This article looks at expert evidence, as considered in the case of Close Brothers Ltd v AIS (Marine) 2 Ltd (in liquidation) and another.This is a version of my article which was first published by Lexis Nexis in September 2018
What are the practical implications of the judgment?
In the particular context of a mortgaged ship, this case concerned the application of the principles requiring a mortgagee to get the best price reasonably obtainable for a security property: a subject on which I have written previously. It is a reminder that the mortgagee of a ship owes the same duty in relation to the sale as any other mortgagee: Gulf and Fraser Fisherman’s Union v Calm C Fish Limited [1975] 1 Lloyds Rep 188.
Both sides relied on expert evidence, and the judgment contains a useful insight into how the court can decide between two rival expert opinions. Although of particular interest to those involved with the valuation of ships, this is of relevance to practitioners dealing with valuation evidence generally.
What was the background?
The First Defendant was a company (latterly in liquidation) which purchased a British registered wind farm support vessel “Ocean Wind 8 of Hartlepool” for £3.21 million. It granted a ship mortgage whereby the shares in the vessel were mortgaged to the Claimant to secure the terms of a loan agreement for £2.247 million.

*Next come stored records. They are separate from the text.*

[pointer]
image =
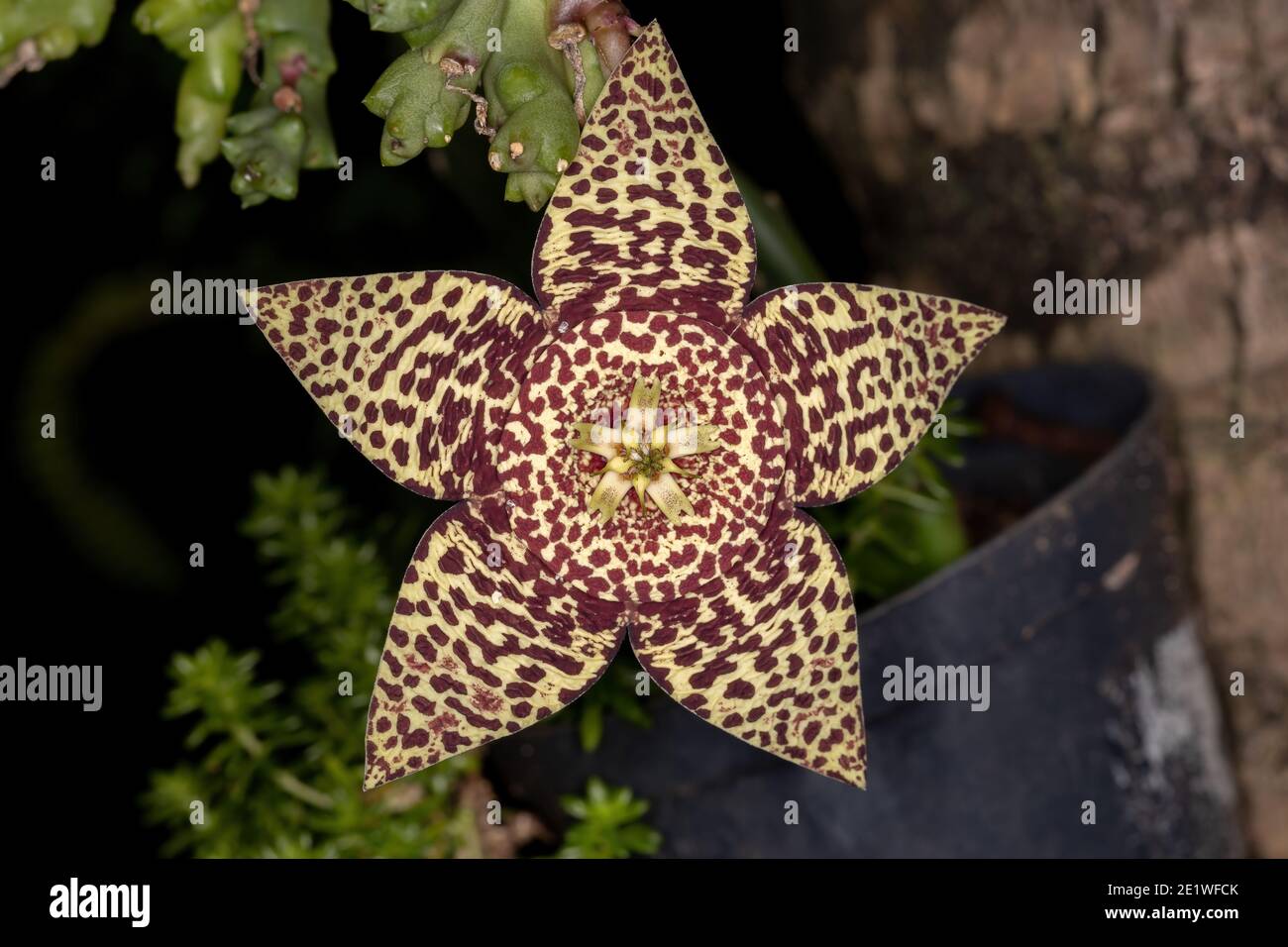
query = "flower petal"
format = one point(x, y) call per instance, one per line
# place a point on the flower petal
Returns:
point(769, 651)
point(483, 643)
point(648, 215)
point(416, 368)
point(591, 371)
point(858, 373)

The First Defendant defaulted on the mortgage instalments and the vessel was repossessed by the Claimant and sold, using a shipbroker as its selling agent, for a gross price of £1.7 million. This was insufficient to clear the outstanding mortgage account and the claim was made for the shortfall of £215,000. Because of the insolvency of the First Defendant, the claim was pursued against the Second Defendant, who had provided a personal guarantee. There was an argument about the construction of the guarantee, but in the event that proved not to be necessary for the decision. The Second Defendant argued that the vessel had been sold at an undervalue as a result of the Claimant’s improper behaviour.
What did the court decide?
The court – Admiralty Registrar Jervis Kay QC – held that the first relevant issue was whether the vessel was in fact sold at an undervalue, because it was only if that was established that it was necessary to go on to consider whether this was as a result of improper conduct.
The court determined that the vessel had been sold for a price was within an acceptable ambit, bearing in mind that the burden of proof to establish a sale at an undervalue was on the Second Defendant.
In considering the expert evidence, the Registrar brought to bear his experience of cases involving valuation of ships:
“I think that it is appropriate to observe that not only is it a difficult operation requiring a wide and intimate knowledge of any relevant markets which have been known to fluctuate rapidly and significantly but that opinions may differ markedly between brokers as to the true value of a vessel at any given time. Usually the best guidance is to be obtained from actual sales of similar vessels. Since it is rare for any two vessels on the market at a relevant time to be identical the best that can usually be done is to assess the market in the light of whatever information is available with regard to similar vessels.”
The Registrar preferred the expert evidence for the Claimant. Key reasons were:
(a) his relevant experience in the marketing of vessels of a similar type;
(b) the fact that his opinion was backed up by a recorded data base of sales;
(c) his views were measured and sensible;
(d) he had a very sound knowledge of the general market conditions relating to the relevant class of vessels at the appropriate time.
The Second Defendant’s expert evidence was found to be less persuasive:
(a) the expert was not an accredited broker;
(b) he did not maintain a database of comparable vessels, and had not been aware of the sale of Ocean Wind 8;
(c) he did not look for comparables;
(d) he would sound out the market to get relevant information, but was vague about who he would talk to;
(e) despite acknowledging that a vessel was worth what someone would pay for it, he had given no consideration to the sate of the market at the time;
(f) his instructions had not been provided to the court.
What lessons can be learned from the judgment
When a case turns on a decision over expert evidence the court can be in the invidious position of choosing between two competent and honest professional people. It has to find a basis to choose between them, and often small details will be enough to make the difference. It is vital to pay attention to matters such as the experts’ qualifications, the extent of their relevant experience in the particular field, and ensuring their reports are in the compliant format, with instructions reproduced.
In cases with allegations of sale at undervalue, earlier caselaw establishes that the burden is on the borrower and that the mortgagee will only be found in default if the sale price was “clearly on the wrong side of the line”. This case reminds us of the difficulty of discharging that burden, because of the recognition that valuation is not a previse science, in particular with unusual properties or assets. Expert evidence often falls down where it is too theoretical and does not pay sufficient attention to the available evidence of relevant sales and market conditions, as in Michael v Miller [2004] EWCA Civ 282, where the Court of Appeal considered that the valuation figure put forward by the expert on behalf of the mortgagor had an aura of unreality about it given the lack of any offers received at that level.